Moderatorzy: Estraven, Moderatorzy
Norku pisze:A w jaki sposob kot ma zrozumiec zwiazek przyczynowo - skutkowy pomiedzy swoim zachowaniem a niekupowaniem nowych zabawek lub mokrego pokarmu???
ASK@ pisze:Ty tak poważnie o tych karach i złośliwości kota piszesz?
Mienisz sie znawczynią kotów a uważasz ,że brak jedzenia, szlabany różne to dobra metoda wychowawcza? A kot wszystko robi złośliwie, by dokuczyć tobie i innym ludziom?
Zajmuję się kotami wiele lat,wiele ich się przewija przez nasz dom ale ostrożna mocno jestem w swojej pewności ,że wiem wszystko i nic mnie nie zaskoczy.Zawsze mnie kolejny kot zaskoczy bo tak jak my są inne z charakteru i urody i każdego trzeba traktować i poważac indywidualnie.
Coś musiało się zadziałać u was ,że kot tak się zachowuje. Zamiast go karać zacznij analizować co i w jakich okolicznościach się dzieje i nie prowokuj go np. Jak nie lubi głaskania, daje sygnały ,że ma dość to przestań. Łapie za łydki jak przechodzisz przy miskach to omijaj je z dala, usuwaj lub karm więcej. Bo może głodny jest. I tak po kolei zacznij sprawdzać jakie błędy ty popełniasz. Bo by kot się zmienił to człowiek musi się odmienić. Kot to nie człowiek i nie ma takiego jak ty spostrzegania świata. Zabierasz mu żarcie to protestuje tak jak się nauczył i pewnie jak wcześniej robił . Tylko może wam wtedy pasowało.

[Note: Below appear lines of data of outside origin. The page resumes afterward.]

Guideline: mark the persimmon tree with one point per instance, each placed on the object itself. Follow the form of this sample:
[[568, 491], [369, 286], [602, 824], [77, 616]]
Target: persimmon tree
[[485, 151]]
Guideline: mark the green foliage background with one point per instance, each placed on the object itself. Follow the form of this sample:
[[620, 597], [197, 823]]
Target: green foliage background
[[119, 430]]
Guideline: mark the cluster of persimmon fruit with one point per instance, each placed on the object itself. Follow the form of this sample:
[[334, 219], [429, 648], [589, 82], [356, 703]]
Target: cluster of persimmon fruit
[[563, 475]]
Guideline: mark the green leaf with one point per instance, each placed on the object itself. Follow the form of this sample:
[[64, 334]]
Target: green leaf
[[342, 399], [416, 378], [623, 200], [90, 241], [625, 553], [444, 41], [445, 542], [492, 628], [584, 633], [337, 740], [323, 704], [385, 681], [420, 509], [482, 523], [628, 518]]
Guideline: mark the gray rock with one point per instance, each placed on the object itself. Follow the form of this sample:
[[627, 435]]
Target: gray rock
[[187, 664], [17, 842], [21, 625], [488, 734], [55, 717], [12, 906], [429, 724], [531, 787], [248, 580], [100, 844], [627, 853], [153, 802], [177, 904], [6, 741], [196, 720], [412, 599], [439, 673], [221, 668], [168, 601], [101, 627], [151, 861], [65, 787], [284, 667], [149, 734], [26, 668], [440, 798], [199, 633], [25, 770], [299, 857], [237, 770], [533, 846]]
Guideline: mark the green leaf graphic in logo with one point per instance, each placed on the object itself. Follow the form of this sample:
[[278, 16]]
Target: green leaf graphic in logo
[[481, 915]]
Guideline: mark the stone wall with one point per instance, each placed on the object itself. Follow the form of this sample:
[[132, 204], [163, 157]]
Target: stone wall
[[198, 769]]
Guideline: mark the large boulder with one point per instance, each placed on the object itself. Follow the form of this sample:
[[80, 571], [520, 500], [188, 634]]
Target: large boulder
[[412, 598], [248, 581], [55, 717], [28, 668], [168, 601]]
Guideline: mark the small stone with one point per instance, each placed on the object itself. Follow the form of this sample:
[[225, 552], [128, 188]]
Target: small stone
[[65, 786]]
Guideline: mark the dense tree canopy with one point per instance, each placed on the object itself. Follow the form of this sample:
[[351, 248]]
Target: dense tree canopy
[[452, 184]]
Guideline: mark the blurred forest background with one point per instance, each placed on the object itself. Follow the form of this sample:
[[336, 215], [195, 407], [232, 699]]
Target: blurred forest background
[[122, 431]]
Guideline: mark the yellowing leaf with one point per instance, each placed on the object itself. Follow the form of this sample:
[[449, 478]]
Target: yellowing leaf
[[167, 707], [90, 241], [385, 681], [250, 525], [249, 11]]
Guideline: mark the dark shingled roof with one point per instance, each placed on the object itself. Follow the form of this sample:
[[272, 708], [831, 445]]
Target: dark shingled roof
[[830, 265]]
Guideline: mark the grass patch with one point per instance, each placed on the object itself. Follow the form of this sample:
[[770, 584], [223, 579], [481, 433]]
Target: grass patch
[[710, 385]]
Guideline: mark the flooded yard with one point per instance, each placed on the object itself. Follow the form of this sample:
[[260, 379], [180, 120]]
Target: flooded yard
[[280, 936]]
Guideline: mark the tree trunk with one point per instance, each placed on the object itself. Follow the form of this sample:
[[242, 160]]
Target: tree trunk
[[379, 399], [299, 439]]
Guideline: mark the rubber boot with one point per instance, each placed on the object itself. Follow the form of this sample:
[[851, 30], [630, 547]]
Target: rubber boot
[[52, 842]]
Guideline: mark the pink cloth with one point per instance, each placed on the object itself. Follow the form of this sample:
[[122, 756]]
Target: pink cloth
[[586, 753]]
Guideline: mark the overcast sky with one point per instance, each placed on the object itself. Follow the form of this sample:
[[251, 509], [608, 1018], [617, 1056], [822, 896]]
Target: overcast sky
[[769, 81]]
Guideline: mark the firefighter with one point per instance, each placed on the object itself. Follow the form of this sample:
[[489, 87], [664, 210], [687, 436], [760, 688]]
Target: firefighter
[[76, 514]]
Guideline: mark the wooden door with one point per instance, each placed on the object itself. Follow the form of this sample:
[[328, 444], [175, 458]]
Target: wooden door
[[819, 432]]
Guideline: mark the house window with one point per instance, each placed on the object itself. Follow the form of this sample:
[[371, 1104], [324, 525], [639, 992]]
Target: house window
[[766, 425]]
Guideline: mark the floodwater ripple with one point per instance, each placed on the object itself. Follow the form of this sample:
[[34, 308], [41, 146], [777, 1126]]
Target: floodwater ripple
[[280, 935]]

Może trzeba się udać po pomoc do behawiorysty. jakiegoś dobrego, sprawdzonego.
Może należy zrobić mu badania. Miałąm "agresywnego" kota i okazało się ,że był chory choć "na oko" nie było widać. Przegląd od paszczy po odbyt, morfologia i biochemia. Potem behawiorysta jeśli nie ma nic w zdrowiu niepokojącego.
Co do wieku. Co wet to inaczej odczytuje zęby- bo po nich oceniają wiek. Każdy ma inne kryteria a często słysząc fundacja/dt od razu najeżają się. Nie ma tu nic dziwnego. Na przykład jeden z moich tymczasów trafił do nas jak miał 10 dni. Poszedł jako 10-miesięczny, wielki bardzo i odpasiony kocur na swoje. Wet DS miał czelność stwierdzić o przekłamaniu co do wieku bo... 10-miesięczne koty nie mają...tak dobrze obsadzonych zebów. A u mojej wetki pełna dokumentacja od 10 dnia jest.
AMMBER pisze:Myślałam, że o kotach już wiem wszystko... ze swoim Wolinem, ktory odszedl za TM przerobiłam wiele kocich chorób: od standardowych zarobaczeń, po problemy z sercem, zaawansowany i powracający koci katar, a w efekcie końcowym raczysko. U niego socjalizacja trwała półtora roku - bał się wszystkiego. No, ale nie o Wolinie dzisiaj.
Adoptowaliśmy jakiś czas temu kota - przez fundację, bezdomniak spod marketu.
Jest z nami jakieś 3 miesiące - pierwszy miesiąc był wycofany, chyba po złości nie chciał korzystać z kuwety, ale w końcu metodą prób i błędów udało się, że trafia do niej bez problemu.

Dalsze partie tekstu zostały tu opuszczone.